Updated: 2013-05-09 13:39
(China Daily)

A new career, a new family, a new life

A woman carries her 3-month-old baby on her way back through Yingxiu town in Wenchuan county, two weeks after the 2008 earthquake razed the settlement. ZHOU CHAO / THE YANGTZE RIVER DAILY

"He was saved, so he wants to save others," Yang says.

Jiang, a native of Guizhou province, was napping in a dormitory with two other toll-booth operators who did not survive when the earth juddered.

"He's the luckiest man I know from Yingxiu," says Yang, who receives a visit from Jiang every year.

A firefighter official from Shanghai brought Yang to the city so he could overcome his trauma after the disaster and offered him two new excavators.

Yang refused."I asked for a fire truck instead," he says. "We didn't have one then. Several fires burned many houses down."

Yang became the driver, but he retired two years ago.

"You need to rush to a fire as soon as it breaks out," he says. "It's a young person's job."

The fire truck still zips around town. Before the quake, Yang earned an unstable income operating his excavator, selling sand scooped from the river and running a grocery store. He made about 200,000 yuan ($32,500) a year, he says.

The entrepreneur earned about 120,000 yuan when the restaurant business peaked but took home only about 25,000 yuan last year after paying his staff.

"Fortunately, I run the restaurant in my new house," he says. "If I had to rent, I could keep just enough to feed and clothe myself."

His family depends on the eatery.

"My son and son-in-law wouldn't have work otherwise. They need the income for my grandchildren," he says.

His son Yang Hejiang says he is still adapting to working at the restaurant. The 33-year-old dropped out of school when he was 15.

"I got used to operating the excavator after eight years," he says. "Managing the restaurant is new to me. I have to deal with all kinds of people, some of whom complain. And I don't ever really clock out, like I did before."
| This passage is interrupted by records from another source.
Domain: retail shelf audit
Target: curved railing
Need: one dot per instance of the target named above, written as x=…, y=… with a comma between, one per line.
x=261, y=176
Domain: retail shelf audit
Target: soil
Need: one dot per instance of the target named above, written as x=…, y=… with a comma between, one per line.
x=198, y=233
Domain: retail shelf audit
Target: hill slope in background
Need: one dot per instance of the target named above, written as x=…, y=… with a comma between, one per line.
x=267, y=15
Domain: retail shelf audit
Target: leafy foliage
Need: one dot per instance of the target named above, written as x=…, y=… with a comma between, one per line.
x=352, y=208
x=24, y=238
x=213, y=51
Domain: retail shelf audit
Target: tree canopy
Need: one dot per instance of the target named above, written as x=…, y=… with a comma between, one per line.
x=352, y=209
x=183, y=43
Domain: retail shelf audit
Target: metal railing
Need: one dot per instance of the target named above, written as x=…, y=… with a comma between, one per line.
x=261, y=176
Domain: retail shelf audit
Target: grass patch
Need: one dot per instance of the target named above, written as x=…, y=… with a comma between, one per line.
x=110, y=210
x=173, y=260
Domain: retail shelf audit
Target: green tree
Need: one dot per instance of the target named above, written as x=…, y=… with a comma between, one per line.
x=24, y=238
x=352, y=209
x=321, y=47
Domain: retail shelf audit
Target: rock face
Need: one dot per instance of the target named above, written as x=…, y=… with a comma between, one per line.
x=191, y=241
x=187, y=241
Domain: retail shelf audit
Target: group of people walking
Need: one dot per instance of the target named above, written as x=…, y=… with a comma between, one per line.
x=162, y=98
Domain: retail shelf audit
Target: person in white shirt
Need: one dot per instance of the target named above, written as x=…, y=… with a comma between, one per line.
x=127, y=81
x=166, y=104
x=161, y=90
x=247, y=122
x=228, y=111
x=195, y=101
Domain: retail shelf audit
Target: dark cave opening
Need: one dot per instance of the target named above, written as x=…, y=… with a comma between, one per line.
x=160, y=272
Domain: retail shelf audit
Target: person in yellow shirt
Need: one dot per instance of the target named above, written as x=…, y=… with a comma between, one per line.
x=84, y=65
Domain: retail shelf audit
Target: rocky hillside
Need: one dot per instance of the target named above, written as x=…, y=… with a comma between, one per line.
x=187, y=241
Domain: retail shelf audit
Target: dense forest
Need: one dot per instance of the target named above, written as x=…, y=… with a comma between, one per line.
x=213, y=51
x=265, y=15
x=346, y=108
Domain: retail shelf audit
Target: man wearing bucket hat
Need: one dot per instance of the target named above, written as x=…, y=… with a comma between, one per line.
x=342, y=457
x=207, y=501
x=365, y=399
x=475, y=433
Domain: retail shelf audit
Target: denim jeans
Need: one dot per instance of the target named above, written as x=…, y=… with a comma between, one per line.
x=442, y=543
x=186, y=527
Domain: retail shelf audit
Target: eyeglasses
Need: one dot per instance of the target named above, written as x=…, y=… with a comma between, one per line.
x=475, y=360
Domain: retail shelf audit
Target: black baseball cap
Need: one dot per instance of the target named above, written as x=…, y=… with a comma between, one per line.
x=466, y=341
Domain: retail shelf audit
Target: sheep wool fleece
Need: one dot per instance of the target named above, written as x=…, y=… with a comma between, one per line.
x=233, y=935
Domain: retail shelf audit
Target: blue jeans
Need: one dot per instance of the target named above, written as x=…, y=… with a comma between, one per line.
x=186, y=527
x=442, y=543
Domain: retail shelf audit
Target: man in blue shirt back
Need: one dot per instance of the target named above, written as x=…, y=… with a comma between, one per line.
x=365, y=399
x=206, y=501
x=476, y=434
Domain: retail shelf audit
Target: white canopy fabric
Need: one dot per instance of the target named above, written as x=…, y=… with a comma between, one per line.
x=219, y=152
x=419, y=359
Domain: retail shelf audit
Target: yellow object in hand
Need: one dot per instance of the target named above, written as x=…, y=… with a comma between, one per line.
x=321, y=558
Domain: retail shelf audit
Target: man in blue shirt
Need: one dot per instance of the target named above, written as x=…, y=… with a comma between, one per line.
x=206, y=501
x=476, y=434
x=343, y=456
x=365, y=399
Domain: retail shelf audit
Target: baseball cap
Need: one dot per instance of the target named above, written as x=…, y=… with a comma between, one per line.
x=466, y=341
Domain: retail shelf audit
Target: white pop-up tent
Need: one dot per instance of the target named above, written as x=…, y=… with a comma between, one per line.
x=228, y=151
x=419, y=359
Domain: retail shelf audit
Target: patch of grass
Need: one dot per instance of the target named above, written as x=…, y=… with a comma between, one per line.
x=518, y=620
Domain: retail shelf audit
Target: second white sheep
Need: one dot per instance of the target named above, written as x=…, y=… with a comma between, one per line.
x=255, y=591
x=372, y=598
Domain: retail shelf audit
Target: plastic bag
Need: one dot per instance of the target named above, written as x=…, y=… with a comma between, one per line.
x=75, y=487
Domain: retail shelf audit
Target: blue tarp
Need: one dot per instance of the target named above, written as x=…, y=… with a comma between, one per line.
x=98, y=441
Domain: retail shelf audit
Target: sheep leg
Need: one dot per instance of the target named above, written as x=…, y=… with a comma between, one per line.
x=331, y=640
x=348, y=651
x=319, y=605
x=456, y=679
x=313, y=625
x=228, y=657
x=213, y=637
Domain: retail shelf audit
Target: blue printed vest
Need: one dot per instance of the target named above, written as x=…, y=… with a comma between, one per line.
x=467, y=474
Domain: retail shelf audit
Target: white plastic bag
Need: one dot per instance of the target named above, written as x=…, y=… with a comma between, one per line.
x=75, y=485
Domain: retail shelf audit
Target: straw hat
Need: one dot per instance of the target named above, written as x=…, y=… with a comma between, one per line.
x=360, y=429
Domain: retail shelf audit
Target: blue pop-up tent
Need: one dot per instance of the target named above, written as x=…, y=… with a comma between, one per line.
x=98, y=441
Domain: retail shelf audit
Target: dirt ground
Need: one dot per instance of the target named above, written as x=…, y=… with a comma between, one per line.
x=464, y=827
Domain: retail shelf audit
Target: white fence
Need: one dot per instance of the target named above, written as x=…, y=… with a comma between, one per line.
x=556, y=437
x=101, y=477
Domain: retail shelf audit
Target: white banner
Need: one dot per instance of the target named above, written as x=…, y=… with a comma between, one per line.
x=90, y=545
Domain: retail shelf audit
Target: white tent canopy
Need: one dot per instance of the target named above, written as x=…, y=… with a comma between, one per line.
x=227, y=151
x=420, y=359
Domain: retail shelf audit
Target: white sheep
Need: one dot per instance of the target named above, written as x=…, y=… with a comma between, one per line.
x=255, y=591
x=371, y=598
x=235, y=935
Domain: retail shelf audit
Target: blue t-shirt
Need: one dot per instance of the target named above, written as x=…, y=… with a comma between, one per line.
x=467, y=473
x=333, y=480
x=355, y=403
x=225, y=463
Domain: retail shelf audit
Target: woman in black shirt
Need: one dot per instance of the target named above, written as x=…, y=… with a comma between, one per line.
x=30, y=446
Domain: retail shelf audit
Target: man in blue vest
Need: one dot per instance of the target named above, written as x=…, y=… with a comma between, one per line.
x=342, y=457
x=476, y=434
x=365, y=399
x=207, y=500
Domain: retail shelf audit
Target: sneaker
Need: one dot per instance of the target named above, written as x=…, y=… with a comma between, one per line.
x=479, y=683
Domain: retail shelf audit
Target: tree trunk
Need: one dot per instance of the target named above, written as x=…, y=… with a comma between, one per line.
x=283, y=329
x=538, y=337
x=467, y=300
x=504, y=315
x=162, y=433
Yang Yunqing also relies on the restaurant income to do charity, he says.

A Chinese-American read about Yang online and traveled to Yingxiu to meet him and put him in charge of dispersing three annual donations of 80,000 yuan for poor survivors. The money flows through government coffers but cannot be dispersed without Yang's signature.

"I can't help the needy in need if I'm needy," he says. "After all that has happened, I just want my family to have enough and to be able to help others. Then I'm OK."

After the quake, Yang had to drink himself to sleep every night, and obsessed over reuniting with his wife in the afterworld.

The 63-year-old's children encouraged him to remarry. He did last year, to 55-year-old Liu Mingyu, who was moved when she saw him on TV.

"I admire my husband," Liu says.

"He's a hero. I feel safe with such a kindhearted man. He knelt to beg for the means to save others and worked day and night rescuing others, despite the tragedy that befell his family."